Bill Nye presented, literally, an ark-load of evidence that Ham’s viewpoint is scientifically untenable. He asked K-Ham why we can see starlight that took millions of years to reach our planet, if the universe is only 6,000 years old. Hammy didn’t answer. He asked why the fossil record shows such a predictable progression and division of life (including extinction events!), if every species that has ever lived was alive at the same time and died and was buried in the same Flood. No response.

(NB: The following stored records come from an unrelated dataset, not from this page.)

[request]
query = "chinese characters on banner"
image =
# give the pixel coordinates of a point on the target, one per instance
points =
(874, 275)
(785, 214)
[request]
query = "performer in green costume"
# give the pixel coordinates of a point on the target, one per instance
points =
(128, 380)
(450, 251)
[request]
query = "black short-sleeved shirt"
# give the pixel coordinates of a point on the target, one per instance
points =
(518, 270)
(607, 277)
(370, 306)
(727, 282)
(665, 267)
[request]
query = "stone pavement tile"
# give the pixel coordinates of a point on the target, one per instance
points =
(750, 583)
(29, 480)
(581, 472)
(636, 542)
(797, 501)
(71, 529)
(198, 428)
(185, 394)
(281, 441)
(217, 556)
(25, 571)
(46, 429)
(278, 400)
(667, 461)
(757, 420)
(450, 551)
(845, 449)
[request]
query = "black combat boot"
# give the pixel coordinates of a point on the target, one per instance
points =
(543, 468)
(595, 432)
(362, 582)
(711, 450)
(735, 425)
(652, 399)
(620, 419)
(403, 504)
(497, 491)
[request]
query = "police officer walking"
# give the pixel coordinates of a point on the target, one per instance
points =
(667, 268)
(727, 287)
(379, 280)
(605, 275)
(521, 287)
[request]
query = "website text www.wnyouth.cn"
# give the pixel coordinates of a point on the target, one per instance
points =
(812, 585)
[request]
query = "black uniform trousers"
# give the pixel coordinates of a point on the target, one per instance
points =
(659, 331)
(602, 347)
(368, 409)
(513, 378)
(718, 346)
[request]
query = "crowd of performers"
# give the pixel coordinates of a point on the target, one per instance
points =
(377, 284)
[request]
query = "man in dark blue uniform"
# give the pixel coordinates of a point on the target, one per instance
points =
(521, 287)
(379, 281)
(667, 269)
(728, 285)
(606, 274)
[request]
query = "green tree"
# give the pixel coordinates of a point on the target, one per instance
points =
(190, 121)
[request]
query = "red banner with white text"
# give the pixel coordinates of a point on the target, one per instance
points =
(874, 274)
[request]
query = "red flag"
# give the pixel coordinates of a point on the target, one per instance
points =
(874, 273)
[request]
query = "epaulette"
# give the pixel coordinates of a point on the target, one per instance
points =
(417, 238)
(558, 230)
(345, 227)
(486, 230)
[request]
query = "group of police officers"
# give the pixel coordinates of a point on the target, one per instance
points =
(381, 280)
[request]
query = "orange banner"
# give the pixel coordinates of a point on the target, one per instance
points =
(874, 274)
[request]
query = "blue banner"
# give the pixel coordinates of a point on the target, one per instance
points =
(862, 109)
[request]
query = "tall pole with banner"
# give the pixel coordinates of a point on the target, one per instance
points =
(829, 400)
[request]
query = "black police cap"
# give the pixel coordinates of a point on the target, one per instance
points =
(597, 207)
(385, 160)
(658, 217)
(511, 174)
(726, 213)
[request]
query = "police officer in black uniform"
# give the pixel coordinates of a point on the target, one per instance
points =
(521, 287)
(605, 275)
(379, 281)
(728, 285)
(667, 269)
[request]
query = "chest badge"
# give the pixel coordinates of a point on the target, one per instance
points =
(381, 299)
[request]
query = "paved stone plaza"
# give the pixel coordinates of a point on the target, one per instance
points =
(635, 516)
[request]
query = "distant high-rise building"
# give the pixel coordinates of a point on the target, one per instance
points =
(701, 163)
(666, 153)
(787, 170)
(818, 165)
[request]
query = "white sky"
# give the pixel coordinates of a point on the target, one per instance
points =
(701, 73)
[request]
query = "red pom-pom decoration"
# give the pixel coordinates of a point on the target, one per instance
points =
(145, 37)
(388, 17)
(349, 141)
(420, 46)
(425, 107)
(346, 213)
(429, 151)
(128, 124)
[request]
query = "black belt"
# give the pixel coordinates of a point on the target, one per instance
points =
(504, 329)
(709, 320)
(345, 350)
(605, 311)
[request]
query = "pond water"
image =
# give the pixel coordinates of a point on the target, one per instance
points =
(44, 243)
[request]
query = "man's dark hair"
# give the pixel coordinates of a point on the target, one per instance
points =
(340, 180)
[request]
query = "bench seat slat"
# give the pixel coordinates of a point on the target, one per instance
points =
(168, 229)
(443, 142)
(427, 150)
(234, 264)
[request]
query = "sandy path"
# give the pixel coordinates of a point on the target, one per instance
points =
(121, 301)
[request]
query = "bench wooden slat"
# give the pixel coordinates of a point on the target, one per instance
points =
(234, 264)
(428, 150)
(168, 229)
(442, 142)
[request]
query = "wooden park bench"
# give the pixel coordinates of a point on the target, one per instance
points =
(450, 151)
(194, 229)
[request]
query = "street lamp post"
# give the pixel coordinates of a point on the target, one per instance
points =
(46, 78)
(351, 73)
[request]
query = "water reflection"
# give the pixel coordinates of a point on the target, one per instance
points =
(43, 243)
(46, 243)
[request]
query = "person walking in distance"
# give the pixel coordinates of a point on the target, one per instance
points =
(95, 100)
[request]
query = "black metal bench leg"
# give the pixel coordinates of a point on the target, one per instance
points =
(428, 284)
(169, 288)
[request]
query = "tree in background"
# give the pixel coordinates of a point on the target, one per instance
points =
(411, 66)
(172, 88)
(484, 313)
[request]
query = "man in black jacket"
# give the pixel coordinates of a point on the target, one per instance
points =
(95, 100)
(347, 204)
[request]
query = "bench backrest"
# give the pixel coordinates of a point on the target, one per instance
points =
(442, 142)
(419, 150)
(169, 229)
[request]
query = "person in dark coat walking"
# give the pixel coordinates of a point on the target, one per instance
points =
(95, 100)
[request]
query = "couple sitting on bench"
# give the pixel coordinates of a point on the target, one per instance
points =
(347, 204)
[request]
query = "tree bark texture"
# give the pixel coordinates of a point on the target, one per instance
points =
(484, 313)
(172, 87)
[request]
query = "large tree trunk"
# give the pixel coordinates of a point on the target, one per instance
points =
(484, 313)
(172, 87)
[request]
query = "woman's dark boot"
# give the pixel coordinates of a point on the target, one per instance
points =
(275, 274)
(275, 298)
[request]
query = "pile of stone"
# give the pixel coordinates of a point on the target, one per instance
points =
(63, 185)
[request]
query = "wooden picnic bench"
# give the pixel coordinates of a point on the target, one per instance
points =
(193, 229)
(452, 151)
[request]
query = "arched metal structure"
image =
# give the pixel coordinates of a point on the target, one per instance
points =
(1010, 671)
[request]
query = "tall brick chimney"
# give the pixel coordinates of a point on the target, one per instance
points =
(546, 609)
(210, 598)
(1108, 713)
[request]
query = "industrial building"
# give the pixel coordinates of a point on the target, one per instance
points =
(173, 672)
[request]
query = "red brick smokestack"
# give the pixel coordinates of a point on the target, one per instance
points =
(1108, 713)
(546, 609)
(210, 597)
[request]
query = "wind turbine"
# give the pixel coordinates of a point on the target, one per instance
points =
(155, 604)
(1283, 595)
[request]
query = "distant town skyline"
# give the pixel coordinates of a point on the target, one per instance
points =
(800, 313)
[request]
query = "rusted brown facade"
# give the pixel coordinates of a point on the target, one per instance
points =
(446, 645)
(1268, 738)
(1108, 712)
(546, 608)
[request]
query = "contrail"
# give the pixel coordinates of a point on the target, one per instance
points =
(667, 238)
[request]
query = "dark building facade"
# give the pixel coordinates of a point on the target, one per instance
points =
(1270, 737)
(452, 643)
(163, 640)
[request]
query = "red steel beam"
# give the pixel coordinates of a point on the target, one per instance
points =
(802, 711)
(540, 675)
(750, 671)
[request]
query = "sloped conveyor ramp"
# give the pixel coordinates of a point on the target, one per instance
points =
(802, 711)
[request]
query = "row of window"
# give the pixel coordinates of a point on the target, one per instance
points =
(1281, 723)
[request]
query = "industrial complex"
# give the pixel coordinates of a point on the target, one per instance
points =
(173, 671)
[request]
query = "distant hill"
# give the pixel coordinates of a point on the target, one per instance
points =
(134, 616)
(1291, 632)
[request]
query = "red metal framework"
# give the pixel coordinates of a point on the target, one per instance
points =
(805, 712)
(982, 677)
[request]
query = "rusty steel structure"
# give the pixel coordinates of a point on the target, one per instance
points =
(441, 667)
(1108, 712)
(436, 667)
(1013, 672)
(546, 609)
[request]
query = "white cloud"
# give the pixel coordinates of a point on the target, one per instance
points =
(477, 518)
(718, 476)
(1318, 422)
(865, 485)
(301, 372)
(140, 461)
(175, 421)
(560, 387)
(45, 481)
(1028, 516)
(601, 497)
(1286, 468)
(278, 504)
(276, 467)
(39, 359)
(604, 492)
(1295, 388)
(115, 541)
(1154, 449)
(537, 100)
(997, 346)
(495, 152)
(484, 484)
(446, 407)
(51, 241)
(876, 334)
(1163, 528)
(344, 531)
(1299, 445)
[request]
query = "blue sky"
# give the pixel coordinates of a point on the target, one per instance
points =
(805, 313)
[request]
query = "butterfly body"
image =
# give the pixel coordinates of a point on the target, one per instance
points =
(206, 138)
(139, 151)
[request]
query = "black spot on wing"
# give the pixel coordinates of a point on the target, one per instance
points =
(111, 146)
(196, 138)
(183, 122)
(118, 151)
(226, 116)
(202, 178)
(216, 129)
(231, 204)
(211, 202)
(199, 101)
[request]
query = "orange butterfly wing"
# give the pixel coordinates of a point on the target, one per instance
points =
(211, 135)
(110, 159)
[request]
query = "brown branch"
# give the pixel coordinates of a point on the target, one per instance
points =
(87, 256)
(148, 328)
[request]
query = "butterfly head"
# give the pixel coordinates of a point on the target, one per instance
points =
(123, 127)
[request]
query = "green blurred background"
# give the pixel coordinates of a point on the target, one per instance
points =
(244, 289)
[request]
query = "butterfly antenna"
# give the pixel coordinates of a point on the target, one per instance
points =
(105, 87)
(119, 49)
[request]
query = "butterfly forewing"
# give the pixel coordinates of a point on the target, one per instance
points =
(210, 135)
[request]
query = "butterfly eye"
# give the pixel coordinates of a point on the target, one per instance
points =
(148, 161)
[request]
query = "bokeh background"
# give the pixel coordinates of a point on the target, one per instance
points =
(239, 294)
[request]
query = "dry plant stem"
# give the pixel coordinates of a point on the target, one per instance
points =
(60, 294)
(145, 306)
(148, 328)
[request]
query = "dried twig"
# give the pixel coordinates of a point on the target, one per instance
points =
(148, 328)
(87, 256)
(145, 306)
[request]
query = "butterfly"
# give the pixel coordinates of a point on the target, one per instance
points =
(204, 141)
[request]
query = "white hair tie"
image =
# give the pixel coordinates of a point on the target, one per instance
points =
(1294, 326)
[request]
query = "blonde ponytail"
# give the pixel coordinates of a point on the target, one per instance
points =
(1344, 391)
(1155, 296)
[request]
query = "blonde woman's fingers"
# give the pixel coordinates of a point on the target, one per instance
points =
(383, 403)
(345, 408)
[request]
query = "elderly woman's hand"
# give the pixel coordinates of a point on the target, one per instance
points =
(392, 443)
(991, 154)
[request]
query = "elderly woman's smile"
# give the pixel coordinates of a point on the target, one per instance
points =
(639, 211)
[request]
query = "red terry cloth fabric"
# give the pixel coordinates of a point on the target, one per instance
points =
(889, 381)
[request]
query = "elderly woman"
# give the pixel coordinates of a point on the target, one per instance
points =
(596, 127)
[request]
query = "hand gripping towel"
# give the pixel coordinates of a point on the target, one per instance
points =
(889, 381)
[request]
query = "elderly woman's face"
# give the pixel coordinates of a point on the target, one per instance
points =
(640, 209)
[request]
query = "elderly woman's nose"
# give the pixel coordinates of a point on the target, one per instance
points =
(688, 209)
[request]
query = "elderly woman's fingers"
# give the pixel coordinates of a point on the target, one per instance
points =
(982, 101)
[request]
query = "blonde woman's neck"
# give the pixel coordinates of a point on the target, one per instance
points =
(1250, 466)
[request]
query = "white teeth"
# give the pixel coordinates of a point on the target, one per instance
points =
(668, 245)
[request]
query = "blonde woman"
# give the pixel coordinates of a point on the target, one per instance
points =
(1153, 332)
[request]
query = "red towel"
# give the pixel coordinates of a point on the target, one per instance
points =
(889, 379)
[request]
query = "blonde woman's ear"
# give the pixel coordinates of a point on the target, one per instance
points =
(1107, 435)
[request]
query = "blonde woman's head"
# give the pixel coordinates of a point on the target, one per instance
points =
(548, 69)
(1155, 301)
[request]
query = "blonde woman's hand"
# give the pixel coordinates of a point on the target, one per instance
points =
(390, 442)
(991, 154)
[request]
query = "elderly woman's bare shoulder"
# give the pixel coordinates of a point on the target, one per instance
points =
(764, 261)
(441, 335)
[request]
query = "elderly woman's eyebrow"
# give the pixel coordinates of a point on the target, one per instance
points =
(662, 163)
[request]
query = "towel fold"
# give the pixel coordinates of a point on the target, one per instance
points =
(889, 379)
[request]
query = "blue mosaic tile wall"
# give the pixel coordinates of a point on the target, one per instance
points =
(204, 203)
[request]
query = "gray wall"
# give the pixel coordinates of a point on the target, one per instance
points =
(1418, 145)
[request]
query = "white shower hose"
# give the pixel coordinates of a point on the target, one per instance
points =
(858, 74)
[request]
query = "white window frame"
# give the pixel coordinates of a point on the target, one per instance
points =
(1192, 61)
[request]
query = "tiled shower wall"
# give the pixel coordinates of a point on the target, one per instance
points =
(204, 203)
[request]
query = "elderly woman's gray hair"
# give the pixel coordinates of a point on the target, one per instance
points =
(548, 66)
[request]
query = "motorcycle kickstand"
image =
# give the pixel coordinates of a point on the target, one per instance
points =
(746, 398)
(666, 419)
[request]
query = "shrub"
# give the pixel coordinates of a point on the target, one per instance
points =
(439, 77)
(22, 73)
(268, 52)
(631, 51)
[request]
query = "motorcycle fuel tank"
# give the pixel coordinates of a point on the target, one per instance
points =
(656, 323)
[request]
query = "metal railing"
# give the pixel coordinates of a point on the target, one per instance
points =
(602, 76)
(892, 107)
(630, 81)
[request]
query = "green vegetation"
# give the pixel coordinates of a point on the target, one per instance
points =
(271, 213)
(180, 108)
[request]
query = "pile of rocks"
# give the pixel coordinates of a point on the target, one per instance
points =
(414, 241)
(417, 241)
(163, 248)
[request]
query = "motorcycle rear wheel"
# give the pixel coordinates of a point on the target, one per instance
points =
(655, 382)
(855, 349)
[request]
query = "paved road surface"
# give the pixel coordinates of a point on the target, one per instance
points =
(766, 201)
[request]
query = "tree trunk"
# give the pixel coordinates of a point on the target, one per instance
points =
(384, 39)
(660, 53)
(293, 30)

He asked why we can find Arctic ice cores that show up to 680,000 distinct summer-winter cycles in their layering, complete with “primordial” air bubbles (pockets of air whose composition doesn’t match our modern atmosphere), if there was a worldwide flood just a few thousand years ago. Ham replied that, “Well, snow can pile up real fast sometimes.” He mentioned devout Christians and accomplished scientists like Francis Collins and said he sees no incompatibility between religion/spirituality and science — ultimately offering a more accurate picture of the Christian faith than Ham managed to do.
Through the onslaught, ol’ K-Ham did little more than stick to his guns about the whole “conspiracy” thing and his similarly outrageous claim that it is “impossible” to scientifically determine the age of the earth or, really, anything that happened in the distant past. Why? Well, because…it is, that’s why! Now read yer Bibles!
But though, yes, “my guy” won out — undeniably — I see it as a hollow victory. Because, while my mind has no trouble recognizing the overwhelming evidence and logic Nye presented, which points to evolution and an ancient age of the earth, my heart belongs to Jesus, and thinking about the convoluted trainwreck of the Christian faith that Ham preached last night — and the lasting damage he may have done — makes me sick to my stomach.
Ham generalized frequently. He made sweeping statements to the effect that all evolutionists are naturalists (false) and that all Christians agree with him (at least all the non-COMPROMISING ones), in an apparent effort to reinforce the Christians vs. atheists paradigm, even though the facts (which Ham cares little for) show that the picture is far more nuanced.
He brought every question back to the Bible, which he said is the only book he’s aware of that explains where things come from (he should check out the science and comparative religions section of his local library, maybe?) and that Genesis must be literally true because it tell us why we wear clothes. On multiple occasions, he intimated that the gospel falls apart (he even trotted out this old fib again) if the earth is old, and yet, he failed to address Nye’s perfectly valid question as to why — if it’s so obvious and “foundational” and all — millions of believers all over the world reject AiG’s view of Genesis.
In short, Ken Ham made Jesus look as ridiculous as he himself did. And though I’m not normally much for threatening divine retribution (I’ll leave that to Hammy and his roster of “PhD’s”), I’d guess God would be more offended by someone speaking in his name and opening him and his word up to ridicule, than those who use the brains he gave them to follow the evidence he left in this infinitely large and very, very, very old creation we call the cosmos.